Apple > System Preferences > Sound
However, Premiere Pro has its sound control settings.
Premiere Pro > Preferences > Audio
While editing you may need to switch between your sound outputs.
There is a headphone socket on the front and back of the computer and one microphone socket on the back. Note if you are using the external speaker and you plug in the headphones the sound output will automatically switch to headphones. If you intend to use the external speakers you will need to change the sound settings in system preferences and if you are using Premiere Pro change the Audio setting as shown above.
Most USB and Firewire devices will run automatically when plugged into the Mac. There are ports on the front and back of the unit.
The different ports you may come across are as follows
On / Off Button
Firewire 400 – Firewire 800
Line in – Headphones
The Firewire connection is the most frequently used for video and camera connections. An explanation of the different types follows.
Firewire 400 (6 pin)
In relation to filming the firewire 400 lead is the most popular way of connecting the camera to the computer.

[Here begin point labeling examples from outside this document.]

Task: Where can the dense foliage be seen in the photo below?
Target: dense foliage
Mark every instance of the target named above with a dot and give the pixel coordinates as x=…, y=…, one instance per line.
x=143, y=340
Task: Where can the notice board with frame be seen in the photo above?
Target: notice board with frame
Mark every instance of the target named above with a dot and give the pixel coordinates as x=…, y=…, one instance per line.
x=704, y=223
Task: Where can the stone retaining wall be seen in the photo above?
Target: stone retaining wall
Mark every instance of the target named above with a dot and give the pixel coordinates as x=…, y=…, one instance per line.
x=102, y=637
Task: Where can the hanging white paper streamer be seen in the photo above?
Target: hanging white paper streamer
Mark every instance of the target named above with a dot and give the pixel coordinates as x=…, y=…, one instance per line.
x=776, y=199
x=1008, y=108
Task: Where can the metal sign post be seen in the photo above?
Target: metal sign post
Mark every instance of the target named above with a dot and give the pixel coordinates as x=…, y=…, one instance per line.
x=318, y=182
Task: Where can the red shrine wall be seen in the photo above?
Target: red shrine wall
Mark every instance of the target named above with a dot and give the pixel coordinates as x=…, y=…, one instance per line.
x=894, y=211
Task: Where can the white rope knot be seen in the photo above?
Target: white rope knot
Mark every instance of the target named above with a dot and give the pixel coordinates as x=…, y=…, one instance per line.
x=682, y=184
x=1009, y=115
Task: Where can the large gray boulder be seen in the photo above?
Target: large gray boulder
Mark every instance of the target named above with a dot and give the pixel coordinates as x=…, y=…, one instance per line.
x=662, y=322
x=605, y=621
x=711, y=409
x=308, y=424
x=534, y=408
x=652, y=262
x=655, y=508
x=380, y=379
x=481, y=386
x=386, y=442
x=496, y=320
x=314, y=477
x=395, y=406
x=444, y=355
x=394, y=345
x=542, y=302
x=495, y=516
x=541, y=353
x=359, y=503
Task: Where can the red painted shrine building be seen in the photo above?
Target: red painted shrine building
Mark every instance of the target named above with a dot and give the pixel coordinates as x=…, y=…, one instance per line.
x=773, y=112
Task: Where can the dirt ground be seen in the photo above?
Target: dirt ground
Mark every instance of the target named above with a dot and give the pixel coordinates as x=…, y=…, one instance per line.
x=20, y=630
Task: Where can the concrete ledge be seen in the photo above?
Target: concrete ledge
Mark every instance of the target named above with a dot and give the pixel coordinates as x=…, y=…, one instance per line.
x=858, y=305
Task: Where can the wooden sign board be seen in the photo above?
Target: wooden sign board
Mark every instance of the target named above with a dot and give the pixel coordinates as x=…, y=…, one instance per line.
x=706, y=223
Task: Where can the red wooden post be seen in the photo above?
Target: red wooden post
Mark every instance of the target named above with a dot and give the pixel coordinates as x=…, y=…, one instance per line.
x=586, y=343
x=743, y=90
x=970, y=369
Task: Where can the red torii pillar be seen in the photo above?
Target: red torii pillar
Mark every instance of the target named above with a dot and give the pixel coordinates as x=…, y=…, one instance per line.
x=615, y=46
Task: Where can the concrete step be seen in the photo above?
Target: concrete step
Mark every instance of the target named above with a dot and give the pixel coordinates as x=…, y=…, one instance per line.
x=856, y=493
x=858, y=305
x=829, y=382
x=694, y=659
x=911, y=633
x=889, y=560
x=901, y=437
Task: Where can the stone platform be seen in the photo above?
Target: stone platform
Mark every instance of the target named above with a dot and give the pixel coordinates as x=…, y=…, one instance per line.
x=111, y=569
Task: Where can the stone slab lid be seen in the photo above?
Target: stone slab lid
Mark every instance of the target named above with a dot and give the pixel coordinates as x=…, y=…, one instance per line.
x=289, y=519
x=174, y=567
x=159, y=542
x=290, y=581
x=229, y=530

Usually this cable will have a 6 pin male (connects to the computer) and 4 pin male (connects to the camera. This cable also allows for device control which allows you to control the camera using buttons or programs on your desktop rather than the device.
Firewire 800 is an even faster connection and often used for hard drives and is capable of very fast data transfer speed.
Firewire 400 (4 pin)
The camera end of the firewire 400 lead. Although most cameras have USB connections the firewire lead allows for faster data transfers capable of real time playback on the computer as you view and capture footage.